From c6990b9f9b3144a82134bdc65105976ef8b31357 Mon Sep 17 00:00:00 2001
From: rdb <git@rdb.name>
Date: Tue, 8 Oct 2019 11:27:35 +0200
Subject: [PATCH] prc: fix possible stack overflow in StreamReader

Fixes #754
---
 dtool/src/prc/streamReader.cxx     | 24 ++++++++++++--------
 dtool/src/prc/streamReader_ext.cxx | 20 +++++++++++------
 tests/prc/test_stream_reader.py    | 35 ++++++++++++++++++++++++++++++
 3 files changed, 63 insertions(+), 16 deletions(-)

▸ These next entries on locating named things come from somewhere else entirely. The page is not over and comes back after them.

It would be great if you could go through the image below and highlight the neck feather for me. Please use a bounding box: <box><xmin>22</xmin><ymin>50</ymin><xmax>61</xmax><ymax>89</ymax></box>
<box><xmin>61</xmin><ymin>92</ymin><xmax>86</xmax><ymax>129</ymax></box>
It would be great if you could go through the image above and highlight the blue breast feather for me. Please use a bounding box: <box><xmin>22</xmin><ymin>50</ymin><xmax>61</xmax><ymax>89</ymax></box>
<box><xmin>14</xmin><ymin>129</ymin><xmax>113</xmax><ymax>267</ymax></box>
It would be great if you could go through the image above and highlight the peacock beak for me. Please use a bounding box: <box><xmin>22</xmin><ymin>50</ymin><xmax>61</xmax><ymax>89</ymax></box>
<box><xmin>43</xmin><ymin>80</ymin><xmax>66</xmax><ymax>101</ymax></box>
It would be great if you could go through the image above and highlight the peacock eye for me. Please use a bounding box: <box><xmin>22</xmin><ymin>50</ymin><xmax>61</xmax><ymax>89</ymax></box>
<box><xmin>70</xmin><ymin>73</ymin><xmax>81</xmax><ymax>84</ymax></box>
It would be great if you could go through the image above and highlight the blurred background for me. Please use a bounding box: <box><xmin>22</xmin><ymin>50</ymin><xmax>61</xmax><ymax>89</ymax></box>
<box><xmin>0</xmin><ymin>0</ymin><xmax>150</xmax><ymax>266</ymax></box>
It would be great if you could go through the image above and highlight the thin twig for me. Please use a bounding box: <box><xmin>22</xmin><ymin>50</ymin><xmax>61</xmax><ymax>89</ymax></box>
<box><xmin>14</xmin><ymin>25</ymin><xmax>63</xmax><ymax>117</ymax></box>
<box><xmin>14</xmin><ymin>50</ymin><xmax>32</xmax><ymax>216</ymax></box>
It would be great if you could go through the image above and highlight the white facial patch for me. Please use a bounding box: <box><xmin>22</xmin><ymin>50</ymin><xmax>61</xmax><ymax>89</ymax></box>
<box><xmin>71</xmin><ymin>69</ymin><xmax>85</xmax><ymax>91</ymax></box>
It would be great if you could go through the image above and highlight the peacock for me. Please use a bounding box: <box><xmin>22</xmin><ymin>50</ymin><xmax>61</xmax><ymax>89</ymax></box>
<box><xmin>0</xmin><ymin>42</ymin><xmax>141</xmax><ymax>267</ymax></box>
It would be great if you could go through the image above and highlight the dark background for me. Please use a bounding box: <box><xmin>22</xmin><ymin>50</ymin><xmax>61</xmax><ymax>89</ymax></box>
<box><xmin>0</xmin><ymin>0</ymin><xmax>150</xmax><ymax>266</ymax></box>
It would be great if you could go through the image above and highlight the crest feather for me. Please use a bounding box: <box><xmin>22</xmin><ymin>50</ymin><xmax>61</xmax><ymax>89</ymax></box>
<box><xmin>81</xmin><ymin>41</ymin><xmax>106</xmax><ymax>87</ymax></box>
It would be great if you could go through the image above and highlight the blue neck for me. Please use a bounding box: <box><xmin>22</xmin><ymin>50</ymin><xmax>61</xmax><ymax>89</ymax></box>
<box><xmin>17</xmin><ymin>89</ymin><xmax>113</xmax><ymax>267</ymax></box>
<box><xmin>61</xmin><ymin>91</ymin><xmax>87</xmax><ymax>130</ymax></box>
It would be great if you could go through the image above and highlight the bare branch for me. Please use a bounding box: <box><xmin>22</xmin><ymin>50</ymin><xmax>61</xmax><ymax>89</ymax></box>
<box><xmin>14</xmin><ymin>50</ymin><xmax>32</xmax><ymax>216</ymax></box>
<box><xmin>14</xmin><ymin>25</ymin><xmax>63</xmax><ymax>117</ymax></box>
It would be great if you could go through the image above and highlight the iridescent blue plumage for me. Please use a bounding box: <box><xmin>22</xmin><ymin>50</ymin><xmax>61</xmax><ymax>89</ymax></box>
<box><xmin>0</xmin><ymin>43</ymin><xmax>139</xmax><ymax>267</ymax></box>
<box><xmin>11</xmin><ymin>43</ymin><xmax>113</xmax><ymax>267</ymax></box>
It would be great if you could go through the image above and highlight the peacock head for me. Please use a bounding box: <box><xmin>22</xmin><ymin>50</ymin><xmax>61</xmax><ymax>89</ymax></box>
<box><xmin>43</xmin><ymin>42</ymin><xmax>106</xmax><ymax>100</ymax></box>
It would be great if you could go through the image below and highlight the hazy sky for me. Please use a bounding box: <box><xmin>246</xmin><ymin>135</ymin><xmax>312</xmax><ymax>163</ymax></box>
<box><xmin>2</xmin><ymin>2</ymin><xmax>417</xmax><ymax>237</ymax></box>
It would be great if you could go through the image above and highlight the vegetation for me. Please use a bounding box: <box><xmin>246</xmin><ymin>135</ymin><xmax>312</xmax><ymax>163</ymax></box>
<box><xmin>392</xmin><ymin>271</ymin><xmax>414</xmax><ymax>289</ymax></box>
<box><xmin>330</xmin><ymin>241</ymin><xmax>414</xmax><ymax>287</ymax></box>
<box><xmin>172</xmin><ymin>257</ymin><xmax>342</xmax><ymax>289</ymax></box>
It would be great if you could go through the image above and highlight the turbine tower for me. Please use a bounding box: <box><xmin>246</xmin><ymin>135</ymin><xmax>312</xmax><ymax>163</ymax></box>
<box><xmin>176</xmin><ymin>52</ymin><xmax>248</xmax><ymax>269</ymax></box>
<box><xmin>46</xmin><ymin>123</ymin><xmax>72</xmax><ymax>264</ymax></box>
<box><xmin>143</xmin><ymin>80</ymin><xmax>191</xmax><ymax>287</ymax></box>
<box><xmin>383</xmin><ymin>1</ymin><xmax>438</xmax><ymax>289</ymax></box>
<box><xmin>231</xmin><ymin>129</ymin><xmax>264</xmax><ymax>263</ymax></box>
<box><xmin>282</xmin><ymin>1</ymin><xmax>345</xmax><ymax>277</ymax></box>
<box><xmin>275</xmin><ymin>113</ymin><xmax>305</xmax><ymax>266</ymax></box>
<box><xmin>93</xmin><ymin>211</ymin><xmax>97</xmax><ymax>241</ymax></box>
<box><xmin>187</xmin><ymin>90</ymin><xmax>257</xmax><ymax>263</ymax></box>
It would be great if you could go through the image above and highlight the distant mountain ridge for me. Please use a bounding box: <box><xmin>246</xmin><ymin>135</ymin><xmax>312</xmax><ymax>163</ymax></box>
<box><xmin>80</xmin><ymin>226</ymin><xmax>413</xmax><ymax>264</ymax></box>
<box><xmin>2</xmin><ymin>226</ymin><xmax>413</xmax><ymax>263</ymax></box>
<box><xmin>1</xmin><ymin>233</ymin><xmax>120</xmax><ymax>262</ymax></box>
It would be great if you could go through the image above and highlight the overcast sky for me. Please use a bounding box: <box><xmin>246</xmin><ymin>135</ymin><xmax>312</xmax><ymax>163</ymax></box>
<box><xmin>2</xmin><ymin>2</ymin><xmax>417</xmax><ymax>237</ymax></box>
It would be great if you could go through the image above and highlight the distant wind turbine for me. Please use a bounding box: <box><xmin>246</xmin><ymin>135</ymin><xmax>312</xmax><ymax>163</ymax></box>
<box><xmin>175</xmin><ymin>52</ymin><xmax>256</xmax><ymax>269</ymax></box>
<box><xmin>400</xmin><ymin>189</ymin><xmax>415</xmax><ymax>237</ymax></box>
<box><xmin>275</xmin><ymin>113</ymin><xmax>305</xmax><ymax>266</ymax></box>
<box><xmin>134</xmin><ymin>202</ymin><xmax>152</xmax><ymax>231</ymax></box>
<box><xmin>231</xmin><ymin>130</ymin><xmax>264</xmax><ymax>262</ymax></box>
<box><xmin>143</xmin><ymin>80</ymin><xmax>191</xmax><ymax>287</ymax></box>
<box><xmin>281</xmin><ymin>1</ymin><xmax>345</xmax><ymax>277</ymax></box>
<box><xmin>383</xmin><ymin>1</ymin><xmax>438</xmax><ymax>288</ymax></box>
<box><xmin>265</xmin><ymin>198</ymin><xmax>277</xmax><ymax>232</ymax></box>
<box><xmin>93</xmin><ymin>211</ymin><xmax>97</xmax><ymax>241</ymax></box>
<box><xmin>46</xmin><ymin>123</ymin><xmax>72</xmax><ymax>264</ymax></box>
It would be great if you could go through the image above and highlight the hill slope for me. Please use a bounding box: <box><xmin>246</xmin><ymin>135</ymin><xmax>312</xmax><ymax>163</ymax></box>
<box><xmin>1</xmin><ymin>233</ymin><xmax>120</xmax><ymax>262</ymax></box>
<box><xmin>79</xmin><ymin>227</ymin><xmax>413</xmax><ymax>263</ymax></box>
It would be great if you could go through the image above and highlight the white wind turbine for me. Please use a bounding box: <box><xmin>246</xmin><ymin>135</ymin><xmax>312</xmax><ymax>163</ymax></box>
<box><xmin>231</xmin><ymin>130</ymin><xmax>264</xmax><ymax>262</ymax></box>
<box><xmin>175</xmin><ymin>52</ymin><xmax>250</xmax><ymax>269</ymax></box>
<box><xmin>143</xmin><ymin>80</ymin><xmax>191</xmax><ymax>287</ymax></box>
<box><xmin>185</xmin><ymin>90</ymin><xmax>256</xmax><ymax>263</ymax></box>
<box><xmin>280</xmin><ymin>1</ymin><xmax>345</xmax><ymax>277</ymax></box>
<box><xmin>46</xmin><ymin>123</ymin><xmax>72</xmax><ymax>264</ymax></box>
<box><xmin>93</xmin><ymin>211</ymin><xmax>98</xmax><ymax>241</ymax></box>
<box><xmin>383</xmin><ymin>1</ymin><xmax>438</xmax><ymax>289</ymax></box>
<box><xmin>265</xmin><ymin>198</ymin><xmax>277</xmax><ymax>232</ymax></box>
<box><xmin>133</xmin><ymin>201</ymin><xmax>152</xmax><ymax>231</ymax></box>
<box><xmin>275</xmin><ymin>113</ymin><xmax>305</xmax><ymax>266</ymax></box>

diff --git a/dtool/src/prc/streamReader.cxx b/dtool/src/prc/streamReader.cxx
index 3286eca67a..d9ada4e254 100644
--- a/dtool/src/prc/streamReader.cxx
+++ b/dtool/src/prc/streamReader.cxx
@@ -26,14 +26,20 @@ get_string() {
 
   // First, get the length of the string
   size_t size = get_uint16();
+
+  std::string result(size, 0);
   if (size == 0) {
-    return string();
+    return result;
   }
 
-  char *buffer = (char *)alloca(size);
-  _in->read(buffer, size);
+  _in->read(&result[0], size);
   size_t read_bytes = _in->gcount();
-  return string(buffer, read_bytes);
+
+  if (read_bytes == size) {
+    return result;
+  } else {
+    return result.substr(0, read_bytes);
+  }
 }
 
 /**
@@ -82,17 +88,17 @@ string StreamReader::
 get_fixed_string(size_t size) {
   nassertr(!_in->eof() && !_in->fail(), string());
 
+  std::string result(size, 0);
   if (size == 0) {
-    return string();
+    return result;
   }
 
-  char *buffer = (char *)alloca(size);
-  _in->read(buffer, size);
+  _in->read(&result[0], size);
   size_t read_bytes = _in->gcount();
-  string result(buffer, read_bytes);
+  result.resize(read_bytes);
 
   size_t zero_byte = result.find('\0');
-  return result.substr(0, zero_byte);
+  return result.substr(0, std::min(zero_byte, read_bytes));
 }
 
 /**
diff --git a/dtool/src/prc/streamReader_ext.cxx b/dtool/src/prc/streamReader_ext.cxx
index 8e1b2b42ec..9fc12dc51f 100644
--- a/dtool/src/prc/streamReader_ext.cxx
+++ b/dtool/src/prc/streamReader_ext.cxx
@@ -21,14 +21,20 @@
  */
 PyObject *Extension<StreamReader>::
 extract_bytes(size_t size) {
-  unsigned char *buffer = (unsigned char *)alloca(size);
-  size_t read_bytes = _this->extract_bytes(buffer, size);
+  std::istream *in = _this->get_istream();
+  if (in->eof() || in->fail() || size == 0) {
+    return PyBytes_FromStringAndSize(nullptr, 0);
+  }
 
-#if PY_MAJOR_VERSION >= 3
-  return PyBytes_FromStringAndSize((char *)buffer, read_bytes);
-#else
-  return PyString_FromStringAndSize((char *)buffer, read_bytes);
-#endif
+  PyObject *bytes = PyBytes_FromStringAndSize(nullptr, size);
+  in->read(PyBytes_AS_STRING(bytes), size);
+  size_t read_bytes = in->gcount();
+
+  if (read_bytes == size || _PyBytes_Resize(&bytes, read_bytes) == 0) {
+    return bytes;
+  } else {
+    return nullptr;
+  }
 }
 
 /**
diff --git a/tests/prc/test_stream_reader.py b/tests/prc/test_stream_reader.py
index de40e40b80..bea5db5614 100644
--- a/tests/prc/test_stream_reader.py
+++ b/tests/prc/test_stream_reader.py
@@ -155,3 +155,38 @@ def test_streamreader_readline():
     stream = StringStream(b'\x00\x00')
     reader = StreamReader(stream, False)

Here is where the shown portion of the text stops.